LandAmerica Financial (NYSE:LFG)

$27.79

*

(13.56%)

$27.46 - $108.92

Spartech (NYSE:SEH)

$15.37

*

(9.69%)

$14.41 - $30.71

Sources: The Wall Street Journal, Yahoo! Finance, Motley Fool CAPS.

Naughty?
Well, OK, we can't exactly call these stocks naughty. But none of them gets much love from our 72,000-person-strong Motley Fool CAPS community of amateur and professional stock pickers.

To the contrary -- when it comes to these stocks, CAPS investors have gone thumbs-down more often than Roger Ebert. They don't believe any of these stocks are worth owning. They even think that some may be worth shorting.

Which of today's candidates is worst? Read on, dear Fool.

Worse
We begin with Spartech. The maker of alloy and plastic molded products has once again lowered guidance. The last time was just back in September. Executives now expect Spartech to break even in the fourth quarter.

Yet it could be a while before any sort of turnaround takes hold.
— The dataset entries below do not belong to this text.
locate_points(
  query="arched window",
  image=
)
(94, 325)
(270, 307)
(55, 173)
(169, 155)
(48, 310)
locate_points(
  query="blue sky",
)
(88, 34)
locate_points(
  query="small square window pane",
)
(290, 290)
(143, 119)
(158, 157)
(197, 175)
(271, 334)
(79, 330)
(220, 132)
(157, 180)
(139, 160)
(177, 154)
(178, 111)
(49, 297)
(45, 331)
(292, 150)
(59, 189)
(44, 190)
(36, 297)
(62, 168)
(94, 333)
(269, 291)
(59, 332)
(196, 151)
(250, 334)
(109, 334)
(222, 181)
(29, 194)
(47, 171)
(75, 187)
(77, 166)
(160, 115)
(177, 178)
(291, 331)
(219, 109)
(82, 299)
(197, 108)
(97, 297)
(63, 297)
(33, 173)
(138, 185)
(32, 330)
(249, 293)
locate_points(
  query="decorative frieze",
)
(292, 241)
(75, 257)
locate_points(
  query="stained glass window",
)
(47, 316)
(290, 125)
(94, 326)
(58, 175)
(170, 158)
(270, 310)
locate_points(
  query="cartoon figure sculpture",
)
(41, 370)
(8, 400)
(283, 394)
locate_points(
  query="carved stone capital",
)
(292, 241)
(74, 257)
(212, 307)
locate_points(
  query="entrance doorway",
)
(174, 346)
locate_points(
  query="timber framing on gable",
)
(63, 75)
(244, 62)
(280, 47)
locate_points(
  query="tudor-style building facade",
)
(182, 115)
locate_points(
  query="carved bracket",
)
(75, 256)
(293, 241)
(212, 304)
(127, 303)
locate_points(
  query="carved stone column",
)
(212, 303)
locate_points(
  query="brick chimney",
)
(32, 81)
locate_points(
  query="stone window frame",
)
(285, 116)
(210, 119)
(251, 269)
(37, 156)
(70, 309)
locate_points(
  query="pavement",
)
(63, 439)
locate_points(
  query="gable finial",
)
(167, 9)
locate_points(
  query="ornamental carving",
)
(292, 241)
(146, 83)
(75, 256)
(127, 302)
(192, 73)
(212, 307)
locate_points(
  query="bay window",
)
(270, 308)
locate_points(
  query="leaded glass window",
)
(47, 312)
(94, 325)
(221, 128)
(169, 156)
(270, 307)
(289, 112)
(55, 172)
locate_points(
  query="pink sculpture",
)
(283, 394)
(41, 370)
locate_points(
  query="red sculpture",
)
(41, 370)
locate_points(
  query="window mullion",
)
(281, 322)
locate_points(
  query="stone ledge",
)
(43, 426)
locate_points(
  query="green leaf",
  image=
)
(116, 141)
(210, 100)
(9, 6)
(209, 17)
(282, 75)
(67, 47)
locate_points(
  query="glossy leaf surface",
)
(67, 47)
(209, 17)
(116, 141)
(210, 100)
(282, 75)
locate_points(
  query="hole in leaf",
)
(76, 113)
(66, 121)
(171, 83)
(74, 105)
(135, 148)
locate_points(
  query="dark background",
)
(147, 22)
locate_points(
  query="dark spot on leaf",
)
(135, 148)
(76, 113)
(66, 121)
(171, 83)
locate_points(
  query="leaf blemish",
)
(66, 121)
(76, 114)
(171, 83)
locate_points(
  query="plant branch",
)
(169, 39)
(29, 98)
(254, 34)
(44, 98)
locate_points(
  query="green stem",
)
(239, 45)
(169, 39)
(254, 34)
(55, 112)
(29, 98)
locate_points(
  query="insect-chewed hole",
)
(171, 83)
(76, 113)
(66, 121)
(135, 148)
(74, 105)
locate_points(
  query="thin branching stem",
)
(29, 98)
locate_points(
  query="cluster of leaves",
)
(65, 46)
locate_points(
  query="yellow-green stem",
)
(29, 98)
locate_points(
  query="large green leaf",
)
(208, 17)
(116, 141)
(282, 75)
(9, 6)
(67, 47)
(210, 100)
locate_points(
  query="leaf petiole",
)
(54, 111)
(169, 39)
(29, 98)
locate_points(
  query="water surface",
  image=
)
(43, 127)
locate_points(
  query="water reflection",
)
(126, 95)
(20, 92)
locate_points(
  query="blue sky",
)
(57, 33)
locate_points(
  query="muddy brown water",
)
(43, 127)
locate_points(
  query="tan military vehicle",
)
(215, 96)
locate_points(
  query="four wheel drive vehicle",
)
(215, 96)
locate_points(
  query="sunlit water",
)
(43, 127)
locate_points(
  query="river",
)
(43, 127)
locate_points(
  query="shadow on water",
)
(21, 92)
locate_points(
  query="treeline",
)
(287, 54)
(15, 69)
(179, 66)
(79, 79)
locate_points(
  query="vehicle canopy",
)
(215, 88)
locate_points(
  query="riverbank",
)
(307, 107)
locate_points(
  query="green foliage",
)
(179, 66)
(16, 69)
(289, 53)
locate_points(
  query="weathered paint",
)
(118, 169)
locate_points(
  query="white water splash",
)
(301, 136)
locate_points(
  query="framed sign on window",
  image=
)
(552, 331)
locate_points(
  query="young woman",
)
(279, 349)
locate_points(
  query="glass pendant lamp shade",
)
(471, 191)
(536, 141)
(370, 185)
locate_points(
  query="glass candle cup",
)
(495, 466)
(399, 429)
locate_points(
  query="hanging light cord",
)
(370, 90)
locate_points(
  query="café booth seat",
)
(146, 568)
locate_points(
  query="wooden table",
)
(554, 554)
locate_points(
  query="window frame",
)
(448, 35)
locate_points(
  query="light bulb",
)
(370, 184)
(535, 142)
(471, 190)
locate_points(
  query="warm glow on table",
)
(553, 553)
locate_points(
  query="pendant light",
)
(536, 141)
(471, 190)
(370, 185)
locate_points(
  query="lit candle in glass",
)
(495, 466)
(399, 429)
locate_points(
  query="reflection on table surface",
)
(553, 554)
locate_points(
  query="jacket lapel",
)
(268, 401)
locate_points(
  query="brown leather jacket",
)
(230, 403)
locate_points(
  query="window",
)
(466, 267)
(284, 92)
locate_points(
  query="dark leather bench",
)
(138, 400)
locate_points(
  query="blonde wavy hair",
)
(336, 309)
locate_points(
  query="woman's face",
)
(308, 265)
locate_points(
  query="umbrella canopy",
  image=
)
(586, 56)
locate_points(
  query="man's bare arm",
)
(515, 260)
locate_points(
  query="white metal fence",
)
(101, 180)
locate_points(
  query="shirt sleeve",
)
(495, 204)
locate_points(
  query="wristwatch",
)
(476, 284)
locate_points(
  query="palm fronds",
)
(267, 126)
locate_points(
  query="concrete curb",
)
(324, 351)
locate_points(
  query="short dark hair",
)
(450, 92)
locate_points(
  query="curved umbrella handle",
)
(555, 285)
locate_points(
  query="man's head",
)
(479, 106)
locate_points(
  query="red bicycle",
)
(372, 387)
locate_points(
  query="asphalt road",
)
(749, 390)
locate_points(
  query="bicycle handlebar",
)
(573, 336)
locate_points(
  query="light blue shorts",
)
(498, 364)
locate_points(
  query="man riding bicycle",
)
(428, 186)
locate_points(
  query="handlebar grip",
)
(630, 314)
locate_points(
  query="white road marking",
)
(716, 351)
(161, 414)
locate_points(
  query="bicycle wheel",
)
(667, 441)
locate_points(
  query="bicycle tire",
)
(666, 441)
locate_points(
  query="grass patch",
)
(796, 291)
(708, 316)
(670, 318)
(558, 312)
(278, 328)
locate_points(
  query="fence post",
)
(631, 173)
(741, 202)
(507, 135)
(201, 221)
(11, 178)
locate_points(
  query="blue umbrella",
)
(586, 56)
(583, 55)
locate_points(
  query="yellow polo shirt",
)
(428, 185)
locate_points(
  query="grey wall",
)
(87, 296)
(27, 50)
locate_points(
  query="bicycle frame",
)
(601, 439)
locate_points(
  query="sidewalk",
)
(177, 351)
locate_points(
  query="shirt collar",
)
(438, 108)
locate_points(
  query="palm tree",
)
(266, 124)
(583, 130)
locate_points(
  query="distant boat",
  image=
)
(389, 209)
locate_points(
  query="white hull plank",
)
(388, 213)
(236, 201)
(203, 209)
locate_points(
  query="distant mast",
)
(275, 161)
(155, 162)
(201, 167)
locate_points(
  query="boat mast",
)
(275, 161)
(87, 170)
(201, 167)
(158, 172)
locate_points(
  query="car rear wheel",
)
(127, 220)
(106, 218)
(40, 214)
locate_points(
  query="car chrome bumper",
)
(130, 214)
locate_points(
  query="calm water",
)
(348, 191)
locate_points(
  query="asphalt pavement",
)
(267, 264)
Quoting from the press release: "The revised quarterly guidance is driven by a weak sales environment coupled with challenging resin prices and other specific items impacting the quarter. The relative strength in many of the international economies, the weakening of the U.S. dollar, and rising crude oil prices have put additional pressure on our margins." [Emphasis added.]
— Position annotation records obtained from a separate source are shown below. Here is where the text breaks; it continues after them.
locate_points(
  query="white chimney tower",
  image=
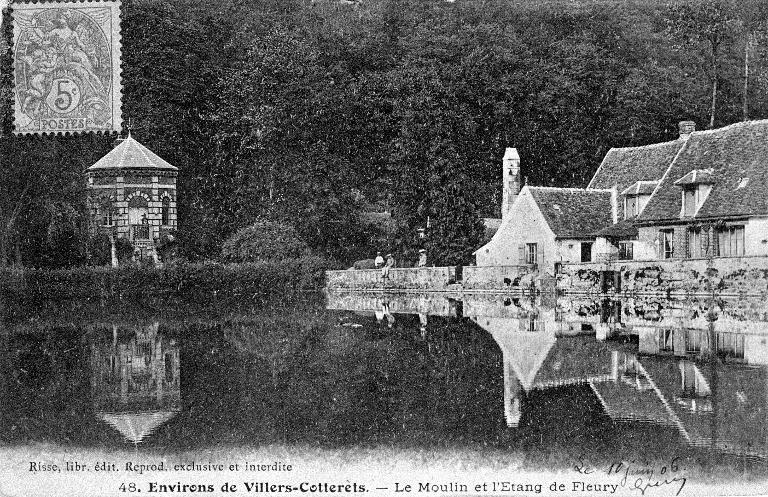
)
(510, 179)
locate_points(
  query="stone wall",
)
(493, 277)
(425, 278)
(723, 276)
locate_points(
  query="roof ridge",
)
(569, 188)
(730, 126)
(650, 145)
(661, 181)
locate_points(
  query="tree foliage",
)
(264, 241)
(311, 113)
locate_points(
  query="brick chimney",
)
(686, 128)
(511, 180)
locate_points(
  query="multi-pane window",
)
(630, 207)
(166, 211)
(666, 244)
(689, 202)
(531, 253)
(730, 241)
(106, 214)
(625, 251)
(695, 243)
(586, 251)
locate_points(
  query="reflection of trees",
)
(305, 378)
(45, 387)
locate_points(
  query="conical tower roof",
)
(131, 154)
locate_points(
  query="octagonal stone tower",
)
(132, 195)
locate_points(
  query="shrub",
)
(264, 241)
(100, 250)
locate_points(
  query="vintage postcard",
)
(67, 67)
(381, 248)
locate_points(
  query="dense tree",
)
(310, 113)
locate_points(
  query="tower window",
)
(166, 212)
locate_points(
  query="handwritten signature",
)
(640, 477)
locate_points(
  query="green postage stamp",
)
(66, 59)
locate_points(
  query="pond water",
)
(557, 381)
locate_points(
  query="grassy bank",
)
(193, 283)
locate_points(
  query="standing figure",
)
(389, 264)
(422, 258)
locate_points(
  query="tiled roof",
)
(640, 188)
(623, 167)
(738, 158)
(491, 225)
(574, 212)
(131, 154)
(624, 229)
(697, 177)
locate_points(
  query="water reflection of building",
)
(646, 361)
(135, 379)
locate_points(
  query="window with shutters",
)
(689, 202)
(586, 251)
(531, 253)
(666, 244)
(695, 243)
(626, 250)
(730, 241)
(107, 214)
(630, 206)
(166, 211)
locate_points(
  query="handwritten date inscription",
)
(641, 477)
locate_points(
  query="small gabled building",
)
(543, 227)
(634, 173)
(132, 195)
(701, 196)
(711, 201)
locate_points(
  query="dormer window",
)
(636, 197)
(696, 186)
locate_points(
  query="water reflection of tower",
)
(135, 379)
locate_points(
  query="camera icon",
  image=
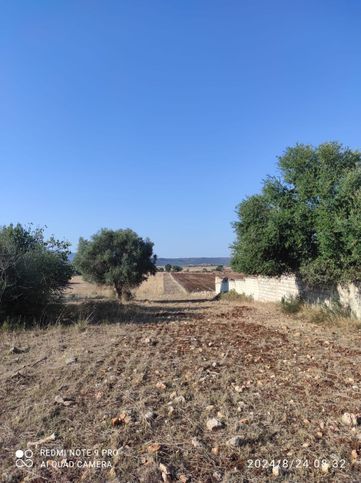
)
(24, 458)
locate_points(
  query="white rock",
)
(214, 423)
(235, 442)
(325, 467)
(197, 444)
(276, 470)
(349, 419)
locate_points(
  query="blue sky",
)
(161, 116)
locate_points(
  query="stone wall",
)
(273, 289)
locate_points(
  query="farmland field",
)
(146, 386)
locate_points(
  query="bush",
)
(33, 271)
(291, 305)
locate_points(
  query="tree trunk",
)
(118, 289)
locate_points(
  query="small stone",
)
(66, 401)
(197, 444)
(276, 470)
(18, 350)
(153, 448)
(217, 476)
(160, 385)
(349, 419)
(150, 415)
(214, 424)
(163, 468)
(234, 442)
(183, 479)
(325, 467)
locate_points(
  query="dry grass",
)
(279, 383)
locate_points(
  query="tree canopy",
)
(33, 271)
(306, 221)
(118, 258)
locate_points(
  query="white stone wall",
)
(273, 289)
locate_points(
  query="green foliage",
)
(291, 305)
(308, 221)
(118, 258)
(33, 271)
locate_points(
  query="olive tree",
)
(117, 258)
(307, 221)
(33, 271)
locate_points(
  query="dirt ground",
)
(137, 396)
(196, 282)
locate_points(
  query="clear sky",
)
(161, 116)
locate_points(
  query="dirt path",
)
(278, 384)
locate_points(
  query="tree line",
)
(307, 220)
(35, 271)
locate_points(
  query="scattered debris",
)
(52, 437)
(18, 350)
(161, 385)
(196, 443)
(154, 448)
(349, 419)
(65, 401)
(71, 360)
(214, 423)
(235, 442)
(150, 415)
(123, 418)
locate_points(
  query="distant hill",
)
(186, 262)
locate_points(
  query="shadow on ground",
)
(110, 311)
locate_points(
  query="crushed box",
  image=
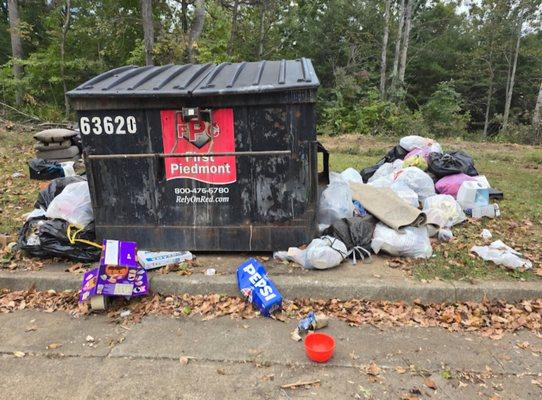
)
(257, 287)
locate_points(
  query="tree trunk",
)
(233, 35)
(510, 87)
(384, 50)
(262, 29)
(398, 44)
(489, 98)
(405, 41)
(196, 28)
(184, 15)
(16, 46)
(537, 129)
(65, 28)
(148, 29)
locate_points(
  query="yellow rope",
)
(72, 238)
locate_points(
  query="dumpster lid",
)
(201, 79)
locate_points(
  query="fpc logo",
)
(195, 136)
(195, 130)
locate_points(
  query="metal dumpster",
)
(202, 157)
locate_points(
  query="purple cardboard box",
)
(116, 252)
(119, 274)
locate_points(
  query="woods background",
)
(387, 67)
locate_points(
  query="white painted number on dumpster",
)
(118, 125)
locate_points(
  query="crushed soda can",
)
(257, 288)
(311, 322)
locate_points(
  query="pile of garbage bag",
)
(62, 223)
(414, 192)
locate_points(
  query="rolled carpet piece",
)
(386, 206)
(70, 152)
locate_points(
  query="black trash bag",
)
(395, 153)
(450, 163)
(45, 238)
(55, 187)
(54, 240)
(353, 232)
(28, 239)
(44, 170)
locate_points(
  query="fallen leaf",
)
(373, 369)
(430, 384)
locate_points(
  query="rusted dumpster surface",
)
(202, 157)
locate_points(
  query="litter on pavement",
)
(311, 322)
(118, 274)
(257, 288)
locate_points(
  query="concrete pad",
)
(95, 378)
(375, 281)
(268, 341)
(40, 378)
(58, 328)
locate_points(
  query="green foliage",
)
(342, 37)
(443, 113)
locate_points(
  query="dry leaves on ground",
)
(491, 319)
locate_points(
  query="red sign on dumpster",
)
(198, 133)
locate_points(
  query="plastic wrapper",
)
(450, 184)
(417, 180)
(322, 253)
(395, 153)
(351, 175)
(406, 193)
(501, 254)
(385, 171)
(407, 242)
(73, 205)
(54, 189)
(450, 211)
(335, 201)
(412, 142)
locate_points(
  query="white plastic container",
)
(473, 194)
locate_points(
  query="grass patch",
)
(17, 194)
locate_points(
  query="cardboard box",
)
(254, 284)
(118, 274)
(156, 259)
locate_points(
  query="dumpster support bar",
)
(170, 155)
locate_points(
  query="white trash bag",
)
(351, 175)
(407, 242)
(412, 142)
(322, 253)
(386, 170)
(449, 209)
(406, 193)
(502, 254)
(335, 201)
(417, 180)
(72, 205)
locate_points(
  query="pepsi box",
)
(254, 285)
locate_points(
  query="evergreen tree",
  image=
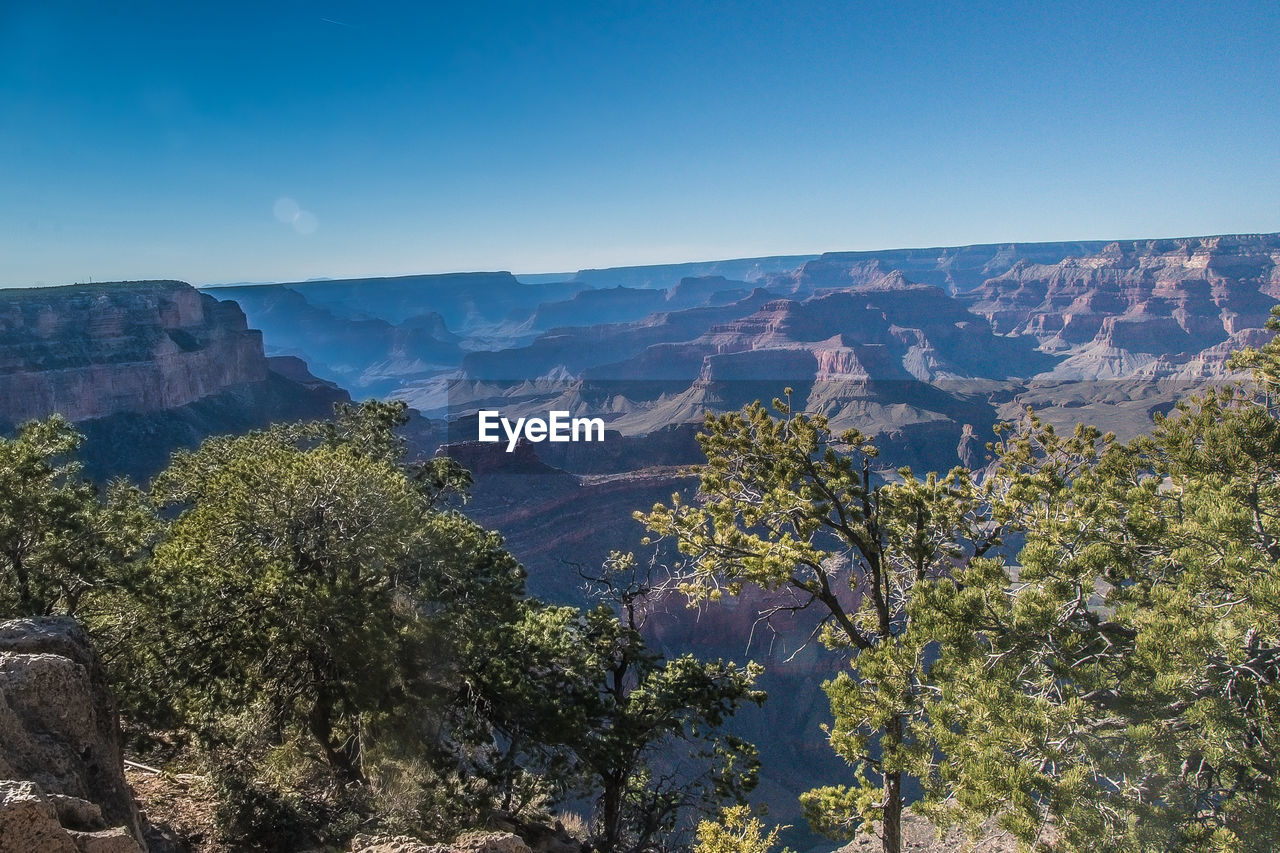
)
(786, 505)
(59, 544)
So business will improve when oil prices fall and the dollar recovers? OK, then. Good luck with that.

Worser
Next up is RV specialist Monaco Coach, which makes our list because, while peers such as Thor Industries (NYSE:THO) are accelerating, Monaco has hit the brakes.

Take fourth-quarter guidance, for example. Monaco yesterday said it would book between $0.02 and $0.04 a share on $290 million to $300 million in fourth-quarter revenue, far less than what the Street had expected.
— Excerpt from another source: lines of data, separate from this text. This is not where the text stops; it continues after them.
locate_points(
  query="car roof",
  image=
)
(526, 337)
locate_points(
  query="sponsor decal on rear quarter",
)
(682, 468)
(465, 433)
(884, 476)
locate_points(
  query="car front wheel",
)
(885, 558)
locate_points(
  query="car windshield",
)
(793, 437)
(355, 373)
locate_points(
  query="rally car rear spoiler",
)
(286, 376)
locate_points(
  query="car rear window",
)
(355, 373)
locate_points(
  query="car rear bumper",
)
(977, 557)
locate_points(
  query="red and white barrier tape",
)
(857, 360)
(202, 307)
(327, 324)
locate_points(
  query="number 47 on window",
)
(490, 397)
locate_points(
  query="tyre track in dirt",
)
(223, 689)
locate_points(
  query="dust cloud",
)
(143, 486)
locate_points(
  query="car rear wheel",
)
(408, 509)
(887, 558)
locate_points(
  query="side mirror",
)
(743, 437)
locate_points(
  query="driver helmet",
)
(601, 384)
Executives didn't comment on that in the earnings release, which leaves me to ask: If all of the same favorable demographics -- baby boomers retiring, an overall aging of the population, outrageously crowded airplanes -- favor Monaco and its peers, why is Monaco flailing and Thor flying?

The answer, it seems, is management:

Return on Capital

TTM*

2006

2005

2004

Monaco Coach

1.9%

2.3%

3.5%

13.2%

Thor Industries

15.7%

24.0%

20.6%

21.5%

Source: Capital IQ, a division of Standard & Poor's.
*Trailing 12 months.

The lesson? Watch how executives deploy available capital, Fool.

Worst
But our winner is GPC Biotech, which on Wednesday announced that its prostate-cancer remedy, Orplanta -- also known by its generic name, satraplatin -- didn't show a survival benefit in a key phase 3 trial.

That may not be surprising to some onlookers. According to reporting at TheStreet.com, the Oncology Drugs Advisory Committee in July requested that the FDA wait to approve Orplanta. It also questioned the methods behind research GPC had thus far submitted.

But, as bad as that is, it's not why GPC tops today's list of losers. My problem is with management's handling of shareholder capital. Orplanta was the one late-stage drug in GPC's pipeline, yet the company more than doubled its spending over the trailing 12 months -- from $34 million to more than $72 million.

To be fair, GPC has $91.5 million in the bank and $3.1 million in debt as of this writing. Yet that's not likely to be enough for GPC to fund years of new drug development. So, instead, they'll dilute shareholders in the pursuit of needed capital from fresh sources. (Sigh.)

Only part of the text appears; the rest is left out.